Tag Archives: fitness

Sunday Snippets

Lately I’ve been on a mission to challenge myself more. I don’t even know why it started.. maybe I just felt like it would be a nice way to revive my life. Not that my life needed to be revived, but hey.. we can always use improving, right? So first it started with.. “30 Day Squat Challenge? 55-250 Squats a day? I CAN DO THAT!” I almost did too! But at Day 28 I threw my back out again. But hey! My legs have never looked better! Then I said.. “HEY! I’m challenging myself to drink more water daily. 12 8oz. cups per day? SURE!” Haha! This one is an ongoing challenge, but it makes a huge difference too. My skin has never looked so good!

Anyway, point is I like the feeling of seeing a challenge and having the confidence in myself to be able to see it through. Maybe this is the way I’ve been living my life for the last three years but it’s been great. So I want to encourage you to do the same. Challenge yourself! Whether it’s to workout more, break your own fitness records, drink more water, or just speak out every positive thought about someone. Seriously, have you ever watched someone after they’ve been complimented (especially girls) I feel like you can just see their aura glow when they’ve been complimented. NEVER HOLD BACK A COMPLIMENT! SPEAK IT! Anyway, I digress.. just challenge yourself. It keeps life interesting!

So, in the spirit of challenges.. I need to CHALLENGE myself to get back to blogging. I stopped over the last year and a half for really stupid reasons. Won’t go into detail, but blogging makes me happy and I’m on a mission to do more of what makes me happy. Also, I want a place to post about my fitness adventures (AND CHALLENGES) and start posting some before an afters. Something I wish I did when I first started my health journey 3 years ago. BUT, no time like the present! So I’ll work on digging up old photos and make a nice before and after to show you guys and start taking pictures more regularly so I can see my progress (because sometimes I still feel like I’m that 244 pound girl).

And one last snippet for today.. On this day 7 years ago, my brother left this Earth and joined the party up in Heaven. I can’t believe it’s been 7 years and I can’t believe how much I’ve changed in that 7 years.. not just physically but emotionally, spiritually and even just the personal growth. I’ve changed so much just in this last year. I wonder if when he looks down from time to time if he’s proud of the woman I’ve become and the choices I’ve made. I’m sure he won’t agree with ALL of my choices.. but I hope he’s at least proud of me.

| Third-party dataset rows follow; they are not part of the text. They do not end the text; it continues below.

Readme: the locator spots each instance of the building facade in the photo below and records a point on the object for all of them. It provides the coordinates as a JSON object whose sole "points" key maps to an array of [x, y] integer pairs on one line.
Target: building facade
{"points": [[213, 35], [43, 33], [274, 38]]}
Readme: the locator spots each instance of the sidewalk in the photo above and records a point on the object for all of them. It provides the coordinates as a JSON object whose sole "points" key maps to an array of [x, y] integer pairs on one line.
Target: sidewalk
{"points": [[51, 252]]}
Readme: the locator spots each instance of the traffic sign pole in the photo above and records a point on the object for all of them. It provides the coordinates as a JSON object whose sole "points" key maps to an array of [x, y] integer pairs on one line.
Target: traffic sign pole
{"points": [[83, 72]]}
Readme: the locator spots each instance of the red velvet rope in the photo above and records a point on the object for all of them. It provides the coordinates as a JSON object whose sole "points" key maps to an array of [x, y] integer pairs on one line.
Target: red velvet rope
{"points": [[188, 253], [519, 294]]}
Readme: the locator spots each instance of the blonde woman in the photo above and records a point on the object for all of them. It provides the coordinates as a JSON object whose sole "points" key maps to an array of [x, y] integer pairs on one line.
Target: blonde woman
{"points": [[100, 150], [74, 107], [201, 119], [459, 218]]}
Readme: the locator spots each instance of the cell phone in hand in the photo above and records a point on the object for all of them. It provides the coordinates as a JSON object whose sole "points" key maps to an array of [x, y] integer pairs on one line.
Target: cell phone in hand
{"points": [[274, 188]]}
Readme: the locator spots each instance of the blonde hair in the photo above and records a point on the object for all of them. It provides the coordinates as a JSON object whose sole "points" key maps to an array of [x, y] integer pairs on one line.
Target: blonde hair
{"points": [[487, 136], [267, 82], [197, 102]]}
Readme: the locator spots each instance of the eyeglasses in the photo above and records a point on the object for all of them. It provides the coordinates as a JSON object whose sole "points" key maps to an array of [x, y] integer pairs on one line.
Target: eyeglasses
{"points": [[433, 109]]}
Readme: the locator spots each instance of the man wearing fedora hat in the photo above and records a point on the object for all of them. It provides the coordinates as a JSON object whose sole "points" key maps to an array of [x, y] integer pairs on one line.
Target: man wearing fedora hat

That’s all for today’s snippets. Going to work on updating the blog and fix some plugins and such! Stay tuned!

Trapped

I’ve been feeling good lately. Started a new workout regimen and it’s been kicking my BUTT. It’s good though. I’ve lost weight thanks to Weight Watchers but lately I’ve hit a bit of a plateau and I have troublesome areas that need a lot of work. So I started ChaLEAN Extreme and holy crow, it certainly IS extreme. I like it because the workouts pretty much vary on a daily basis so it keeps it different and interesting.

Regardless of feeling so good, lately I’ve been feeling sorta trapped. Like I’ve got this giant glass jar over me and it only allows me to go so far. I’m really starting to want to break out of this giant glass jar I’m caught in but part of me is also very comfortable in the constrains of this jar and the security it offers me.

These last couple years I’ve definitely made some serious advances toward breaking out of this jar. I’ve forced myself out of my comfort zone and even had great success as a result of it, but occasionally I feel like those glass walls are closing back in. I feel like things are never going to change for me. I feel like my fears in life are just going to haunt me until they inevitably come true. I find I get discouraged when I work hard to step out of my comfort zone hoping more things will happen for me and they don’t. I guess I’m learning to accept that there are some things about myself that I just won’t be able to change. I’m sure there’s a reason for it. God wouldn’t have made me the person I am without a reason behind it.

For I know the plans I have for you,” declares the Lord, “plans to prosper you and not to harm you, plans to give you hope and a future.

Jeremiah 29:11

So I’m just going to keep breaking through these glass walls as much as I can and hope that eventually I will be free of them for good and find my purpose in this world.

Speaking of my fears, I’m conquering one of them this coming Monday. I’m going to the Doctor and getting some moles removed. One more thing I can check off my list of things I need to get done and also things that I’m insecure about that I will finally be rid of. Hopefully they won’t be malignant or anything, so say a little prayer for me!